Maniyar Dharmesh M, Nabney Ian T, Williams Bruce S, Sewing Andreas
Neural Computing Research Group, Information Engineering, Aston University, Birmingham, B4 7ET, United Kingdom.
J Chem Inf Model. 2006 Jul-Aug;46(4):1806-18. doi: 10.1021/ci050471a.
Multidimensional compound optimization is a new paradigm in the drug discovery process, yielding efficiencies during early stages and reducing attrition in the later stages of drug development. The success of this strategy relies heavily on understanding this multidimensional data and extracting useful information from it. This paper demonstrates how principled visualization algorithms can be used to understand and explore a large data set created in the early stages of drug discovery. The experiments presented are performed on a real-world data set comprising biological activity data and some whole-molecular physicochemical properties. Data visualization is a popular way of presenting complex data in a simpler form.

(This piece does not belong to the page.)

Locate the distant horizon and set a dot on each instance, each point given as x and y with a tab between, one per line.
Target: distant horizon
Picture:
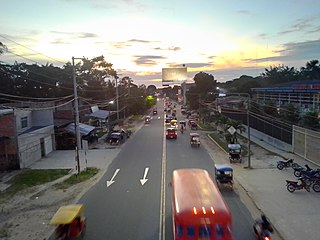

We have applied powerful principled visualization methods, such as generative topographic mapping (GTM) and hierarchical GTM (HGTM), to help the domain experts (screening scientists, chemists, biologists, etc.) understand and draw meaningful decisions. We also benchmark these principled methods against relatively better known visualization approaches, principal component analysis (PCA), Sammon's mapping, and self-organizing maps (SOMs), to demonstrate their enhanced power to help the user visualize the large multidimensional data sets one has to deal with during the early stages of the drug discovery process. The results reported clearly show that the GTM and HGTM algorithms allow the user to cluster active compounds for different targets and understand them better than the benchmarks. An interactive software tool supporting these visualization algorithms was provided to the domain experts. The tool facilitates the domain experts by exploration of the projection obtained from the visualization algorithms providing facilities such as parallel coordinate plots, magnification factors, directional curvatures, and integration with industry standard software.
多维复合优化是药物发现过程中的一种新范式,在早期阶段提高效率,并在药物开发后期减少损耗。该策略的成功很大程度上依赖于对这种多维数据的理解以及从中提取有用信息。本文展示了如何使用有原则的可视化算法来理解和探索在药物发现早期阶段创建的大型数据集。所呈现的实验是在一个包含生物活性数据和一些全分子物理化学性质的真实数据集上进行的。数据可视化是以更简单的形式呈现复杂数据的一种流行方式。我们应用了强大的有原则的可视化方法,如生成地形映射(GTM)和分层GTM(HGTM),以帮助领域专家(筛选科学家、化学家、生物学家等)理解并做出有意义的决策。我们还将这些有原则的方法与相对更知名的可视化方法——主成分分析(PCA)、 Sammon映射和自组织映射(SOM)进行基准测试,以证明它们在帮助用户可视化在药物发现过程早期必须处理的大型多维数据集方面具有更强的能力。报告的结果清楚地表明,GTM和HGTM算法允许用户对不同靶点的活性化合物进行聚类,并且比基准方法能更好地理解它们。我们为领域专家提供了一个支持这些可视化算法的交互式软件工具。该工具通过探索从可视化算法获得的投影来方便领域专家,提供诸如平行坐标图、放大因子、方向曲率以及与行业标准软件集成等功能。